Can and should we use different assessments for different purposes?

07/01/2014Professor Paul Newton, Professor of Educational Assessment, Institute of Education, University of London

Having agreed to post some thoughts in response to the question of whether we can and should use different assessments for the purposes of certificating students, school accountability and measuring system improvement, I turned to Andrew Hall’s opening blog for inspiration. Andrew is keen to encourage blue skies thinking about the future of educational assessment in England, and has invited us to start by considering “what a really great assessment system would look like” in a way that is “unbounded by the reality of how the system is today”. In an attempt to be constructively provocative, I decided to reflect upon the meaning of ‘blue skies’ thinking in this context.

Over the years, I’ve had plenty to say about the uses of educational assessments. I’ve warned that an assessment that is fit for one purpose may be substantially less fit for another and might be entirely unfit for others. I’ve explained that even a procedure intended specifically to measure system improvement could serve many different kinds of purpose, with each purpose implying quite different assessment design decisions. Presumably, then, blue skies thinking about the characteristics of a really great assessment system ought to conclude that it comprises multiple, discrete assessment procedures, each engineered to support a particular purpose. After all, a really great assessment system would be as fit as possible for each and every purpose; and maximum fitness across the range of different uses could only be guaranteed if the system incorporated a range of different assessment procedures.

Yet, if this is blue skies thinking about the future of educational assessment, then it is not for me. An inevitable risk of blue skies thinking is that we set our sights too high. A ‘really great’ system is probably too high an aspiration; a ‘good enough’ system is more realistic. When we aspire to a system that is good enough, we open our minds to trade-off, to the realistic appraisal of costs against benefits. Conversely, in the blue sky world, the temptation is to be overly simplistic and idealistic; for instance, to insist that an assessment system should do no harm. In the real world, we should be prepared to accept that any assessment system will inevitably do some harm; even though, on balance, its benefits ought significantly to outweigh its costs. Blue skies thinking tends, ironically, to be black and white. The real world is not like this. The real world is grey.

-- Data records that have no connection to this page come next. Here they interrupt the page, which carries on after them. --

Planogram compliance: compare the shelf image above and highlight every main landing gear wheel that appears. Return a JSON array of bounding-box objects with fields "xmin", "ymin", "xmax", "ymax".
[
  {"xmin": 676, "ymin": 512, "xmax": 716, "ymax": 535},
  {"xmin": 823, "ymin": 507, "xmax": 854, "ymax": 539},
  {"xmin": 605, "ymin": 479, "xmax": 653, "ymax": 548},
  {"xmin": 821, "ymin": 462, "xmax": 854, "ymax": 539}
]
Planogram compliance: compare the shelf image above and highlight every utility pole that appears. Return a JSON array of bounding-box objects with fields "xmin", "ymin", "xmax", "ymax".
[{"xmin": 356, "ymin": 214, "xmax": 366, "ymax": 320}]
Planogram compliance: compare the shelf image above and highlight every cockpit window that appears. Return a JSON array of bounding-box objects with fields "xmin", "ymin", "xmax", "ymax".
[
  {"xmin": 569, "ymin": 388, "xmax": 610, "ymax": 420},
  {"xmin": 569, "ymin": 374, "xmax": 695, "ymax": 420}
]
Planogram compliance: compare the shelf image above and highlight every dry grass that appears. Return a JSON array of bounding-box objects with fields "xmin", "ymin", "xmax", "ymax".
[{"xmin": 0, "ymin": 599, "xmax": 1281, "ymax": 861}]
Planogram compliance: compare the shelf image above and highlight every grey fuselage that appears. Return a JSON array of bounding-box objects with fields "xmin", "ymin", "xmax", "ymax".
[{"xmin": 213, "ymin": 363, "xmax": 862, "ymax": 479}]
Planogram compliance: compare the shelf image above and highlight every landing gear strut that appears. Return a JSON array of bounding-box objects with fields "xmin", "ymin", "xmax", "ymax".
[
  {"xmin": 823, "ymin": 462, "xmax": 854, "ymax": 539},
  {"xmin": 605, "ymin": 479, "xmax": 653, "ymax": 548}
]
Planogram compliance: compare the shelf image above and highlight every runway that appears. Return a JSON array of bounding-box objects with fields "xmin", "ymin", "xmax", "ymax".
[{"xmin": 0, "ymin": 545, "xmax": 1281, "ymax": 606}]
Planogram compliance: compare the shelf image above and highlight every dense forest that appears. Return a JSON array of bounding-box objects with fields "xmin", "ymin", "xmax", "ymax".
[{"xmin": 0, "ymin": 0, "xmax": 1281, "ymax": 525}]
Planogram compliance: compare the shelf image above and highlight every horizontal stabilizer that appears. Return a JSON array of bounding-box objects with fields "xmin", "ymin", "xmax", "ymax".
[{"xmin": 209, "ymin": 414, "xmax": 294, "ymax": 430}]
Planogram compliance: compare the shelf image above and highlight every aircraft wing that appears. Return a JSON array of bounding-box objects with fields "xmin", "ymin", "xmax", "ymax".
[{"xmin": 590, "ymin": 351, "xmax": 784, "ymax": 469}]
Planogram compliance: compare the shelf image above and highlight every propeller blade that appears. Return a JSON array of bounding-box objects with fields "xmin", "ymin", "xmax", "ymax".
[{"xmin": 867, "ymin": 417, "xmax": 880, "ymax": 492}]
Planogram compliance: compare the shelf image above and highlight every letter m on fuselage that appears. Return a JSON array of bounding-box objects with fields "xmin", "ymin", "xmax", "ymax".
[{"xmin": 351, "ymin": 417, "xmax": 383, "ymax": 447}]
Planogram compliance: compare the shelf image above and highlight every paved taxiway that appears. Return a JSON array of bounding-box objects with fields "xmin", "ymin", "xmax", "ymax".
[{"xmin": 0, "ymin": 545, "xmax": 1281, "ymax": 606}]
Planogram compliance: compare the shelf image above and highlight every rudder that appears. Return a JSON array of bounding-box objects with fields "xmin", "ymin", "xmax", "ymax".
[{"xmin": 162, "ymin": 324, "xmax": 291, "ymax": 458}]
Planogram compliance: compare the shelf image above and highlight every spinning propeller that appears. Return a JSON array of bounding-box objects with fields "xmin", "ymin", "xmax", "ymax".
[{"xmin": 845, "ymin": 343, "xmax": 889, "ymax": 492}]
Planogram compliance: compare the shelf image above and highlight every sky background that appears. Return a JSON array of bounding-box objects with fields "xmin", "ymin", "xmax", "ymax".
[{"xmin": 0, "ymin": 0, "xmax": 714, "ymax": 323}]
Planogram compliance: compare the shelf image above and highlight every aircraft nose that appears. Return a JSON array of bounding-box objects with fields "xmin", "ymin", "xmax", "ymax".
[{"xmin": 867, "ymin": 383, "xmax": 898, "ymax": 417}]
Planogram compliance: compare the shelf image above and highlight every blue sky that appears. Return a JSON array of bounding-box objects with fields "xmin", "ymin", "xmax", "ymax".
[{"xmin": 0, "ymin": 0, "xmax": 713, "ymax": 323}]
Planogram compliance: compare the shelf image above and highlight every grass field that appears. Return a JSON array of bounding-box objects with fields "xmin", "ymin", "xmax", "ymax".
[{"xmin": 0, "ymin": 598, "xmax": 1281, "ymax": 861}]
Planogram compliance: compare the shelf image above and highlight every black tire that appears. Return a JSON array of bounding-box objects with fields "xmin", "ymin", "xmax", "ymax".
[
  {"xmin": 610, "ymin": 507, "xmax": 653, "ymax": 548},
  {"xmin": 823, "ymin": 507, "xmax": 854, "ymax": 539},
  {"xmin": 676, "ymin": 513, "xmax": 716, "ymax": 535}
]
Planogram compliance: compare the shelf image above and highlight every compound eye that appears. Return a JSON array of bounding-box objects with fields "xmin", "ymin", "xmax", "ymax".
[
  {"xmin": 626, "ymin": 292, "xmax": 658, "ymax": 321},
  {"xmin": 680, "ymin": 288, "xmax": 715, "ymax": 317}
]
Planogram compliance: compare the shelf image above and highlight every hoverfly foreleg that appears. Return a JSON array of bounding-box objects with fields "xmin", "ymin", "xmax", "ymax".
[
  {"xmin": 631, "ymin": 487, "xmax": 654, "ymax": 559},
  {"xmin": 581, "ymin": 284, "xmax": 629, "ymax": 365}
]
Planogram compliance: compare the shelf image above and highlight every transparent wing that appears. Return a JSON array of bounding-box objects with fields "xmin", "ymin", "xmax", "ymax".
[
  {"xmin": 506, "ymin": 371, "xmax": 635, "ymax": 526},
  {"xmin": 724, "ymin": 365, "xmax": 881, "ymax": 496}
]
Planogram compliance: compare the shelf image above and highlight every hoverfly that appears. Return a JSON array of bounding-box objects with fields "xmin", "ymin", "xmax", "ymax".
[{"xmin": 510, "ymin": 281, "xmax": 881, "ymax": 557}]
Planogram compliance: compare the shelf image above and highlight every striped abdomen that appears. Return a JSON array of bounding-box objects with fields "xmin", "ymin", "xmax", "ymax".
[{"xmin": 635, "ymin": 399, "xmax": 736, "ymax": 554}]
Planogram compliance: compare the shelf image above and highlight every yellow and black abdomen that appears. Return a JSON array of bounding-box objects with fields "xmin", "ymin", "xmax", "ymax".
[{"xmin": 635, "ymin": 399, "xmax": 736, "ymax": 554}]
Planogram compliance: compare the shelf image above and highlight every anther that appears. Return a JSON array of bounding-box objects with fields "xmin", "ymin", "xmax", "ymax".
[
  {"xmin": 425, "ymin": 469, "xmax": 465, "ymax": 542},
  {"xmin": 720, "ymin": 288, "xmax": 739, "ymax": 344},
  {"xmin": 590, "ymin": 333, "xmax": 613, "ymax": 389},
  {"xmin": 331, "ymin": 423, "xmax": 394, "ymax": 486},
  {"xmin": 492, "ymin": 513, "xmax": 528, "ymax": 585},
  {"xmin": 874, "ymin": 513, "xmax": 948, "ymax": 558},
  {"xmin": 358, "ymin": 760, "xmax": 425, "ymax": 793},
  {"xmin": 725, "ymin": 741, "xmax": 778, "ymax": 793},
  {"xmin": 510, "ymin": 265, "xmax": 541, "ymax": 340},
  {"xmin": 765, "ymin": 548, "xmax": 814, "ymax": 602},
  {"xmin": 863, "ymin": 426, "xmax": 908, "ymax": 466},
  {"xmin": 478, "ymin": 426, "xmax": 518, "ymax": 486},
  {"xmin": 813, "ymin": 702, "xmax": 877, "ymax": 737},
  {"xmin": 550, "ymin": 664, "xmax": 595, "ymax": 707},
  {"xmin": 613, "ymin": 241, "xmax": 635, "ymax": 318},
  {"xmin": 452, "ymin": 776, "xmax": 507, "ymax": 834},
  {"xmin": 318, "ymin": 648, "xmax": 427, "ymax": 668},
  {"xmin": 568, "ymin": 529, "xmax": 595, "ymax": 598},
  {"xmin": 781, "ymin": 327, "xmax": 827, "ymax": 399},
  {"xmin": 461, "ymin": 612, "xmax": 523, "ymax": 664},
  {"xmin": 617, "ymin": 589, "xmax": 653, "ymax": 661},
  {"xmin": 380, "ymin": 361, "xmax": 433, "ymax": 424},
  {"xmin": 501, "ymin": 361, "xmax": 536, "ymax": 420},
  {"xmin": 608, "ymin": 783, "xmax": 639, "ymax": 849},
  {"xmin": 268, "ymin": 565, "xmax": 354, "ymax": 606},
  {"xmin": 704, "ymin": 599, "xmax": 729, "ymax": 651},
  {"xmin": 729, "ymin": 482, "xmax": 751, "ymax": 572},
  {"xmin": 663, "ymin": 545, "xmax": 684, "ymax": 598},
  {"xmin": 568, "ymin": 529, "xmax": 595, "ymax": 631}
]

So I am an advocate of ‘grey skies’ thinking. Grey skies thinking welcomes messiness. It acknowledges that we struggle even to articulate our policy goals, let alone to agree upon them, or to agree how best to achieve them. Fundamental to grey skies thinking is not abstraction from the complexity of the real world, but immersion in it. It involves thinking through the potential consequences of alternative assessment approaches in as much detail as possible. It means attempting to anticipate potential ‘fault lines’ and to gauge their likely severity. It means attempting to identify a broad range of social and educational impacts from alternative assessment approaches and to gauge their likely prevalence. It means focusing public debate on the prioritisation of policy objectives: How important are the various decisions that need to be made on the basis of assessment results and, therefore, how much assessment inaccuracy are we prepared to tolerate? How serious are the various impacts associated with alternative assessment approaches and, therefore, how tolerant of them should we be? In other words, what are we prepared to compromise on, and what are we not prepared to compromise on? Grey skies thinking suggests that it may be more fruitful to start by considering the really calamitous rather than the really great.

So, returning to my brief, can and should we use different assessments for the purposes of certificating students, school accountability and measuring system improvement? As I mentioned earlier, one blue skies answer to this question is an emphatic ‘yes’ – which is to invoke the ‘maximum accuracy’ principle. But an equally legitimate blue skies answer is an emphatic ‘no’ – which is to invoke the ‘collect once, use more than once’ principle, as Ofsted recently put it. Both of these answers are overly simplistic. The grey skies answer is neither an emphatic ‘yes’ nor an emphatic ‘no’ because the real world is far more complicated and messy than that. To provide plausible answers to this question we need grey skies thinkers who are willing and able to grapple with the kind of comprehensive and typically uncomfortable cost-benefit analyses that are fundamental to good policy making.